Un río adolescente
No hace falta saber mucho de ríos para entender que se les pueda aplicar a las diversas partes de sus cursos una clasificación metafórica basada en las edades humanas. Así, hay ríos infantiles, de aguas todavía escasas y rápidas, y de cauces mínimos; hay ríos adolescentes, unas veces tímidos en su apresuramiento, otras demasiado atrevidos; hay ríos con caudal y aplomo adultos; y hay, en fin, ríos ancianos, lentos en su dejarse ir final.
El Ebrón, un afluente del Turia que viene de los Montes Universales y entra en el Rincón de Ademuz por Castielfabib, es, se lo mire por donde se lo mire, un río adolescente. O hablando con más propiedad: un río al que no se le deja superar la adolescencia y muere, aún en flor, unos kilómetros más adelante, a la altura de Torre Baja. En su caso la juventud está vinculada a la timidez, por eso cuando llega a Castielfabib discurre, en la cerrada curva que traza en torno, como queriendo pasar desapercibido, oculto casi completamente en su hondo lecho bajo un soberbio bosque de ribera compuesto por álamos negros y blancos, sauces, fresnos copiosos y nogales. No estamos ante un jovencito tontiloco, es decir, ante un río caótico o caprichoso; hay una prueba de ello en el volumen de sus aguas abundosas, casi constante a lo largo del año, lo que ha propiciado la regularidad inhabitual de su cauce, nunca ancho, que parece excavado y perfilado con herramientas humanas. El Ebrón recuerda a un afanoso y responsable muchacho campesino muy preocupado por realizar debidamente su trabajo: fluir y fluir sin alardes y sin desperdicio ninguno de su valiosa mercancía.
"No estamos ante un jovencito tontiloco, es decir, ante un río caótico o caprichoso"

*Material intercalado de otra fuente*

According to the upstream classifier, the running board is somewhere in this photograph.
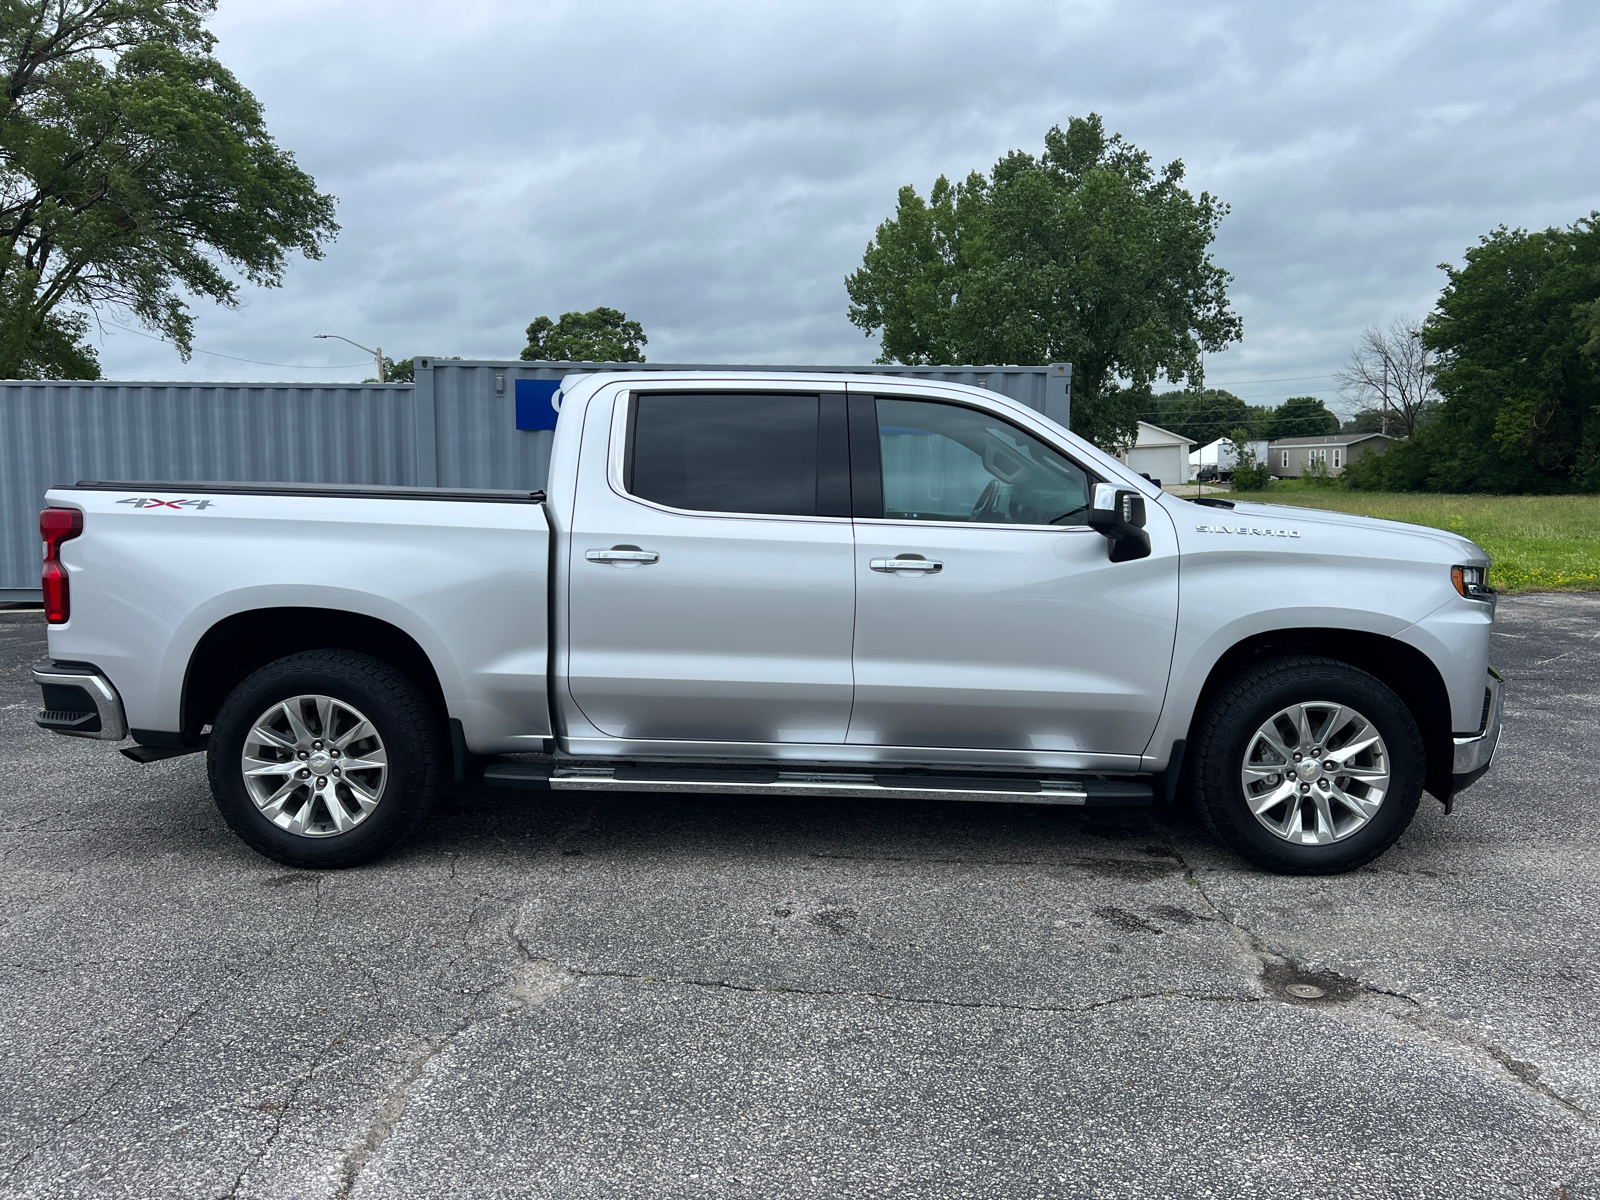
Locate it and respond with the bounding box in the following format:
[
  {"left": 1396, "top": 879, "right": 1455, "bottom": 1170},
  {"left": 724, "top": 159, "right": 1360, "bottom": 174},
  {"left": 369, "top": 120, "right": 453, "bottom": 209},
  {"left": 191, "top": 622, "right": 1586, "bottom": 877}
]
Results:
[{"left": 481, "top": 762, "right": 1152, "bottom": 807}]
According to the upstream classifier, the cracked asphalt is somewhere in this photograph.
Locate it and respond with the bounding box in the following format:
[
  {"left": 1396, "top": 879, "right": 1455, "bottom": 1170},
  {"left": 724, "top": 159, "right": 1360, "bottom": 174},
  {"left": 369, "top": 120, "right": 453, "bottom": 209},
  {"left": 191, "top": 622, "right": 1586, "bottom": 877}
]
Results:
[{"left": 1, "top": 594, "right": 1597, "bottom": 1199}]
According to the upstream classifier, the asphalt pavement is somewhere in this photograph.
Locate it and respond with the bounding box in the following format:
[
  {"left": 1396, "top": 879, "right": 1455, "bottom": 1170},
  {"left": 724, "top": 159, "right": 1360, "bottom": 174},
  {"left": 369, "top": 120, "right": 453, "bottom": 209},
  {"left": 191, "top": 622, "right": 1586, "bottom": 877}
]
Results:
[{"left": 1, "top": 595, "right": 1597, "bottom": 1199}]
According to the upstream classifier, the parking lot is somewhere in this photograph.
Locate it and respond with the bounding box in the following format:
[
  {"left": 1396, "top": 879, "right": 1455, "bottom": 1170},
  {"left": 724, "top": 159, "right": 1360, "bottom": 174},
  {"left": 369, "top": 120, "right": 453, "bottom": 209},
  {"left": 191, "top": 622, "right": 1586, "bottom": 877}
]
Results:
[{"left": 1, "top": 594, "right": 1597, "bottom": 1199}]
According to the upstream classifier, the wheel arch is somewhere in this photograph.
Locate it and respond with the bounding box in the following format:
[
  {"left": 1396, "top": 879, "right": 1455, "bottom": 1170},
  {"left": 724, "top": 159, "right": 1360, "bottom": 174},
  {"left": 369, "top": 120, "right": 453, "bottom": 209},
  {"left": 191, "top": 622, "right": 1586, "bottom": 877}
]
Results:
[
  {"left": 182, "top": 608, "right": 449, "bottom": 742},
  {"left": 1186, "top": 628, "right": 1455, "bottom": 803}
]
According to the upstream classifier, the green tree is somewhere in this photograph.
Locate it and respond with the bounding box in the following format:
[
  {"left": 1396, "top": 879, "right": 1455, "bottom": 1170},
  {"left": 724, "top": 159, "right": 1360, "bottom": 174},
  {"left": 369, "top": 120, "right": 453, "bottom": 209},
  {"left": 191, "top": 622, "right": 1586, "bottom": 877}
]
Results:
[
  {"left": 1423, "top": 218, "right": 1599, "bottom": 491},
  {"left": 1262, "top": 395, "right": 1339, "bottom": 440},
  {"left": 1348, "top": 218, "right": 1600, "bottom": 493},
  {"left": 363, "top": 355, "right": 459, "bottom": 384},
  {"left": 0, "top": 0, "right": 338, "bottom": 378},
  {"left": 1341, "top": 409, "right": 1388, "bottom": 434},
  {"left": 520, "top": 307, "right": 646, "bottom": 362},
  {"left": 845, "top": 114, "right": 1241, "bottom": 451},
  {"left": 1149, "top": 388, "right": 1255, "bottom": 446}
]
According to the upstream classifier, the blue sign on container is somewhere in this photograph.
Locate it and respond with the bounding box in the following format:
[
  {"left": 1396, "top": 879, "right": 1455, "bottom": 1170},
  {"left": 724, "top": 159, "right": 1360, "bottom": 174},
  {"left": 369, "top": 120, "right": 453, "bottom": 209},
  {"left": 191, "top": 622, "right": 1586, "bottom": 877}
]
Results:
[{"left": 514, "top": 379, "right": 562, "bottom": 430}]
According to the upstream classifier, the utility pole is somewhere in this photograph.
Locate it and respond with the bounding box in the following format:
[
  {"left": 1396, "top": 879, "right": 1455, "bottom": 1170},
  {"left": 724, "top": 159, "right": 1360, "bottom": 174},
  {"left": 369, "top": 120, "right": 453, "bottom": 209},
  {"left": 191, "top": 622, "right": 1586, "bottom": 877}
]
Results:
[
  {"left": 1380, "top": 355, "right": 1389, "bottom": 437},
  {"left": 314, "top": 333, "right": 385, "bottom": 382}
]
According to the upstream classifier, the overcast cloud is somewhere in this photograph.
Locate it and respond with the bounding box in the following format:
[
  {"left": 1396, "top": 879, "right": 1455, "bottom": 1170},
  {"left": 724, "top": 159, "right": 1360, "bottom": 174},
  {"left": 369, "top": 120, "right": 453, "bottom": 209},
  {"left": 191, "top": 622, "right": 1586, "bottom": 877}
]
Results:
[{"left": 91, "top": 0, "right": 1600, "bottom": 415}]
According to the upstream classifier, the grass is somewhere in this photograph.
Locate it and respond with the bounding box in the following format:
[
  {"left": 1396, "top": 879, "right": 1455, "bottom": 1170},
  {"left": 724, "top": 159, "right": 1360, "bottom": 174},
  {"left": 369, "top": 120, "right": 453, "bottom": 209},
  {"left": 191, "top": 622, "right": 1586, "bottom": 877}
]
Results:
[{"left": 1235, "top": 485, "right": 1600, "bottom": 593}]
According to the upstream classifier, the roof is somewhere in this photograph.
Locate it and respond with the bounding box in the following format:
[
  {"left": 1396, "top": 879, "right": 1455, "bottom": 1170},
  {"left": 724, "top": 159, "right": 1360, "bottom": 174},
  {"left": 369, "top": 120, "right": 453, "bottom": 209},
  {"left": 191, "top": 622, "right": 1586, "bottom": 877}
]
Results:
[
  {"left": 1131, "top": 421, "right": 1191, "bottom": 448},
  {"left": 1270, "top": 432, "right": 1394, "bottom": 447}
]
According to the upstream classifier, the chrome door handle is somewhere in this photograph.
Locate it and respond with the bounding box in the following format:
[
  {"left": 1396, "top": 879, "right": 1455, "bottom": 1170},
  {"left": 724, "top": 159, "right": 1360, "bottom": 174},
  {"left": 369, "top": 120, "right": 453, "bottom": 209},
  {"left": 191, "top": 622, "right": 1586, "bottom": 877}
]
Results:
[
  {"left": 871, "top": 557, "right": 942, "bottom": 573},
  {"left": 586, "top": 547, "right": 659, "bottom": 564}
]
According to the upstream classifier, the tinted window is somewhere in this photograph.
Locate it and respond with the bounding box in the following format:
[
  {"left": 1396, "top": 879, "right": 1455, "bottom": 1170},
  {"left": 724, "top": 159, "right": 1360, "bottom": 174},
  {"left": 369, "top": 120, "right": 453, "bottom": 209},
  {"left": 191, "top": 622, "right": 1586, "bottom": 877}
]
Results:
[
  {"left": 629, "top": 393, "right": 819, "bottom": 516},
  {"left": 876, "top": 398, "right": 1091, "bottom": 525}
]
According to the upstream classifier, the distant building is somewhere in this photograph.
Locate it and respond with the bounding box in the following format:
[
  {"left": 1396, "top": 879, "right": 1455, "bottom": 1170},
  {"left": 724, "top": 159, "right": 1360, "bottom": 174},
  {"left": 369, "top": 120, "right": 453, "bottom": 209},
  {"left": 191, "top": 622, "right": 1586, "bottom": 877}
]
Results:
[
  {"left": 1190, "top": 436, "right": 1270, "bottom": 477},
  {"left": 1118, "top": 421, "right": 1192, "bottom": 486},
  {"left": 1269, "top": 432, "right": 1392, "bottom": 478}
]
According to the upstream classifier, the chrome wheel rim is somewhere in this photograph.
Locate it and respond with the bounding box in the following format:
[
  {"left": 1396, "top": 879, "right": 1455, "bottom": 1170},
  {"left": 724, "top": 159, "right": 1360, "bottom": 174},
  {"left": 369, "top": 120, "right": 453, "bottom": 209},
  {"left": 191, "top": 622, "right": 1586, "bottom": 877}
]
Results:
[
  {"left": 241, "top": 694, "right": 388, "bottom": 838},
  {"left": 1240, "top": 701, "right": 1389, "bottom": 845}
]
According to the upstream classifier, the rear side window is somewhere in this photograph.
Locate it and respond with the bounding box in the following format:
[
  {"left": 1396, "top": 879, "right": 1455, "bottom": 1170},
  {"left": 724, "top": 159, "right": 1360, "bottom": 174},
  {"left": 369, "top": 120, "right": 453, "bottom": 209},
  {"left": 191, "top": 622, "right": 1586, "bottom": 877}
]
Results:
[{"left": 628, "top": 393, "right": 820, "bottom": 516}]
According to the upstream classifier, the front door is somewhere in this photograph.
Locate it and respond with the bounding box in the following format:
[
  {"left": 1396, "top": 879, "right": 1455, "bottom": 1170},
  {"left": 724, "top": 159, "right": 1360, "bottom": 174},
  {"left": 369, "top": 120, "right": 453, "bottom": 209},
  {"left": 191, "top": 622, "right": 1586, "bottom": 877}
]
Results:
[
  {"left": 565, "top": 388, "right": 857, "bottom": 745},
  {"left": 846, "top": 393, "right": 1179, "bottom": 756}
]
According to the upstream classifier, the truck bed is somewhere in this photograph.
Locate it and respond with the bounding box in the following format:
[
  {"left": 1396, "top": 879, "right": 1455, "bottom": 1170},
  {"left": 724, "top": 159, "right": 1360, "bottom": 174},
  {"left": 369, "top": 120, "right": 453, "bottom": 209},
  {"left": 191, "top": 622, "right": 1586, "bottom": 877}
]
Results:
[{"left": 43, "top": 481, "right": 552, "bottom": 754}]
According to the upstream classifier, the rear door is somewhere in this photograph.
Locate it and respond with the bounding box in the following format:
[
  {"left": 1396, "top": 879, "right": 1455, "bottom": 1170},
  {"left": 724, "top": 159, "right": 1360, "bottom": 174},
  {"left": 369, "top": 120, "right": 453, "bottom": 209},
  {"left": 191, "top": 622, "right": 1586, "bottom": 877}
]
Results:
[
  {"left": 846, "top": 391, "right": 1180, "bottom": 756},
  {"left": 564, "top": 386, "right": 857, "bottom": 745}
]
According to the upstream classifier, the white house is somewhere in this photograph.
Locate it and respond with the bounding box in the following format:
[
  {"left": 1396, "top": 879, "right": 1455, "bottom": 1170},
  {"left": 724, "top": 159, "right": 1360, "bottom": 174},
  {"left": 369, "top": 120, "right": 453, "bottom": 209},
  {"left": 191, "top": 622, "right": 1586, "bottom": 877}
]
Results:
[
  {"left": 1118, "top": 421, "right": 1192, "bottom": 487},
  {"left": 1190, "top": 436, "right": 1270, "bottom": 476}
]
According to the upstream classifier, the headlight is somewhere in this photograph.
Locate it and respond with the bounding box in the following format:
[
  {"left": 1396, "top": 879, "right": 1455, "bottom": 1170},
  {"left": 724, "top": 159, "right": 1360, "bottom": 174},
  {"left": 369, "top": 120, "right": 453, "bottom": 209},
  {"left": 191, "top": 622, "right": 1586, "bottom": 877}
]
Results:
[{"left": 1451, "top": 565, "right": 1494, "bottom": 601}]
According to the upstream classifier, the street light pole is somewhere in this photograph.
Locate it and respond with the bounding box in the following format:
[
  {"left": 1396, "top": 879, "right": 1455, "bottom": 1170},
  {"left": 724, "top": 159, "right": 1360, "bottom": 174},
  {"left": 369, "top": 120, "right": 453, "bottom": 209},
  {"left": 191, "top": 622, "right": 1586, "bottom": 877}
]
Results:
[{"left": 314, "top": 333, "right": 385, "bottom": 383}]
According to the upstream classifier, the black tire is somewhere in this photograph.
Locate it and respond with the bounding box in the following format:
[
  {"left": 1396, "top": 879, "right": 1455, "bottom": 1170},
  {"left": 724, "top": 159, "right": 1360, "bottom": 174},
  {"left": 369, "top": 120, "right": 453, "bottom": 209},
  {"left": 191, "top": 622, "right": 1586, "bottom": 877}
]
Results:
[
  {"left": 207, "top": 651, "right": 444, "bottom": 868},
  {"left": 1191, "top": 655, "right": 1425, "bottom": 875}
]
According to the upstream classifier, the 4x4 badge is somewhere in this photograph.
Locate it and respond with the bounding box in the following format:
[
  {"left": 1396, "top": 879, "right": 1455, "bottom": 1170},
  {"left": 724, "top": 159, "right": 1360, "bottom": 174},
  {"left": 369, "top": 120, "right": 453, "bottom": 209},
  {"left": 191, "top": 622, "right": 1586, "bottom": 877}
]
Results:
[{"left": 117, "top": 497, "right": 215, "bottom": 510}]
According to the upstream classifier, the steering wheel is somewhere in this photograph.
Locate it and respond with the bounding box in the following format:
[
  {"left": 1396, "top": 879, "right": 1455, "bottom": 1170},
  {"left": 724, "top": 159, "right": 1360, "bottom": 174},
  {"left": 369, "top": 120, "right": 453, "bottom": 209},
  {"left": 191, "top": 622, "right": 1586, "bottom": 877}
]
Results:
[{"left": 970, "top": 480, "right": 1008, "bottom": 522}]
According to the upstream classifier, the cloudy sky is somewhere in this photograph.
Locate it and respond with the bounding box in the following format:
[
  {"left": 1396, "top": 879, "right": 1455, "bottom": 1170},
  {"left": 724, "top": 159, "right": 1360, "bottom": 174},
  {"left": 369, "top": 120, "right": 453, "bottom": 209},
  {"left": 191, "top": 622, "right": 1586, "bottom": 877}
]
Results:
[{"left": 94, "top": 0, "right": 1600, "bottom": 416}]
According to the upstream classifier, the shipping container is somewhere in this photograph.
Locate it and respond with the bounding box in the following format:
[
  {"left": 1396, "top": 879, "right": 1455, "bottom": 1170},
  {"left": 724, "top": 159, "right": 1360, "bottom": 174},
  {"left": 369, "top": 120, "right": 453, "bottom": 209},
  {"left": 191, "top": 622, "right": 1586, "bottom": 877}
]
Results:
[{"left": 1, "top": 360, "right": 1069, "bottom": 598}]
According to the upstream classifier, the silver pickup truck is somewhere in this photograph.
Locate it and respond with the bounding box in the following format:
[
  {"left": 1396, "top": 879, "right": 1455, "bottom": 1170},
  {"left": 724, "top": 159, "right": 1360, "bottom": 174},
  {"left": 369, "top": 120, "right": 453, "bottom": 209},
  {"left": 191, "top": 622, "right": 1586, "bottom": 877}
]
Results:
[{"left": 31, "top": 371, "right": 1503, "bottom": 874}]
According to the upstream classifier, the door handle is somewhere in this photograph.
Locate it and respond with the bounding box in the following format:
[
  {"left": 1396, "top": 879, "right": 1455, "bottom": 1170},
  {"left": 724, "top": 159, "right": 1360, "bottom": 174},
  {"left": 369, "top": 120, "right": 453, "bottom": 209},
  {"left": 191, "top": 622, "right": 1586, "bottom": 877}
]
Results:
[
  {"left": 871, "top": 556, "right": 942, "bottom": 574},
  {"left": 586, "top": 547, "right": 659, "bottom": 564}
]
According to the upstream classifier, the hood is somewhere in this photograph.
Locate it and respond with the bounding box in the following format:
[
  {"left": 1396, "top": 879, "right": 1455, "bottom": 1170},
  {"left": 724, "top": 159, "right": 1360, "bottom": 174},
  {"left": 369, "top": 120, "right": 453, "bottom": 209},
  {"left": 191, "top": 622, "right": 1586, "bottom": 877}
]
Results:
[{"left": 1170, "top": 496, "right": 1487, "bottom": 564}]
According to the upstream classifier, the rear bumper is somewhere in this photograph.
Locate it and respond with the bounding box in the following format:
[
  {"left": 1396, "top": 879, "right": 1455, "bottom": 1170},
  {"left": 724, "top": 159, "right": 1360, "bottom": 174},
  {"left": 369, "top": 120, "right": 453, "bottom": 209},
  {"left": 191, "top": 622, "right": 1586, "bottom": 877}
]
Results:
[
  {"left": 32, "top": 659, "right": 128, "bottom": 741},
  {"left": 1450, "top": 667, "right": 1503, "bottom": 793}
]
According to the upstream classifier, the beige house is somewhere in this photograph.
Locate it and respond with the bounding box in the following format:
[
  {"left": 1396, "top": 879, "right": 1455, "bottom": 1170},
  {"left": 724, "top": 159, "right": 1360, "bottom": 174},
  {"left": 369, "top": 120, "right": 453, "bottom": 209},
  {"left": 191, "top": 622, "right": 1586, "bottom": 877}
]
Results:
[
  {"left": 1270, "top": 432, "right": 1392, "bottom": 478},
  {"left": 1118, "top": 421, "right": 1192, "bottom": 487}
]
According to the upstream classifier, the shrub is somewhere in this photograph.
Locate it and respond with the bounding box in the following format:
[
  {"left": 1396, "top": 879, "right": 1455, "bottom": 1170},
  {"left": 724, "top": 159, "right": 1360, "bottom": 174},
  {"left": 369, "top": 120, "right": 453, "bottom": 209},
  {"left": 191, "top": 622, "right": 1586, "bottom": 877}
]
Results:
[{"left": 1227, "top": 430, "right": 1274, "bottom": 491}]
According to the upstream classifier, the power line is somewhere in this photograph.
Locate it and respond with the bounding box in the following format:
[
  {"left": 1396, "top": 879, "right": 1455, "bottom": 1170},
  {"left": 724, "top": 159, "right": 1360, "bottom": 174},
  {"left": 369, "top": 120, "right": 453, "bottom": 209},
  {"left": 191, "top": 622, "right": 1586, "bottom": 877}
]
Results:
[
  {"left": 1200, "top": 372, "right": 1336, "bottom": 386},
  {"left": 103, "top": 321, "right": 370, "bottom": 370}
]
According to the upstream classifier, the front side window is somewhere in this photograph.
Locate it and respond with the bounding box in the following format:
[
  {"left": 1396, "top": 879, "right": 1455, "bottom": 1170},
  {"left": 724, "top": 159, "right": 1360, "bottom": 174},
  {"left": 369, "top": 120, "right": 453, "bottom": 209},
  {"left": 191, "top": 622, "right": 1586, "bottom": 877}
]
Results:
[
  {"left": 1282, "top": 451, "right": 1289, "bottom": 468},
  {"left": 875, "top": 398, "right": 1091, "bottom": 526},
  {"left": 628, "top": 393, "right": 819, "bottom": 516}
]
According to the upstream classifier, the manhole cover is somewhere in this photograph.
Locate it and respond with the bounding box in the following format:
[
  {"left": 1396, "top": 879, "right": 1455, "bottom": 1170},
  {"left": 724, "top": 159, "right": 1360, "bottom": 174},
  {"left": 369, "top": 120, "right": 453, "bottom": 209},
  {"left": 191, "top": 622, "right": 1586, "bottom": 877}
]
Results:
[{"left": 1285, "top": 983, "right": 1326, "bottom": 999}]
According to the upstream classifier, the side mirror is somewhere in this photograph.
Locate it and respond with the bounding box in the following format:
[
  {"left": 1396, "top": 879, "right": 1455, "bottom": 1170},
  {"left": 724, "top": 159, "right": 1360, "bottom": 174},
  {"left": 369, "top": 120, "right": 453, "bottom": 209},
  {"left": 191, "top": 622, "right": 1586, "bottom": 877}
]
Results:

A partir del pequeño puente que llaman de La Ruidera, el río sale a campo abierto dejando atrás una profunda brecha en la base del cerro donde se asienta Castielfabib. Abandona también una huerta bucólica, de las que ostentan el verdor espeso de las matas de calabaza y de otras hortalizas puras junto a manzanos de fruto casi áureo. Enfila entonces su tramo último sin saberlo. Con la serena alegría de un buen chaval que ignora su destino, se deja flanquear a trechos por hileras de chopos elegantes mientras cruza un valle donde el almendro y los pinos desperdigados se combinan con un monte bajo de gran austeridad. Lo miran montañas de cumbres aplanadas. Sus aguas frías las toca un sol punzante y seco.
Y así arriba a los pies de Los Santos, pequeña población que lo agasaja con la custodia de una chopera veterana y lo pone de nuevo en el alivio completo de la sombra. El Ebrón entra en contacto aquí con una carretera general y, al menos en los meses estivales, con la presencia de la gente. A su orilla se ha construido una piscina de tamaño proporcionado al de la aldea y un chiringuito playero en aguas dulces donde las horas se refrescan y en donde puede disfrutarse de la rara armonía establecida entre el rumor del río inmediato, las canciones del verano y el cantar de ruiseñores y de mirlos. Pero la verdad es que el Ebrón se muestra indiferente a todo esto y sigue a lo suyo: su perfecto pasar en su cauce perfecto. Muy pronto va a encontrarse con el Turia, súbitamente.
Dijeron los antiguos que han de morir jóvenes aquellos que son amados por los dioses. Resulta grato aplicar una conformidad así a un río tan bello y tan breve. El visitante no sabe lo suficiente de ríos ni de dioses, pero se atreve a defender ese misterio.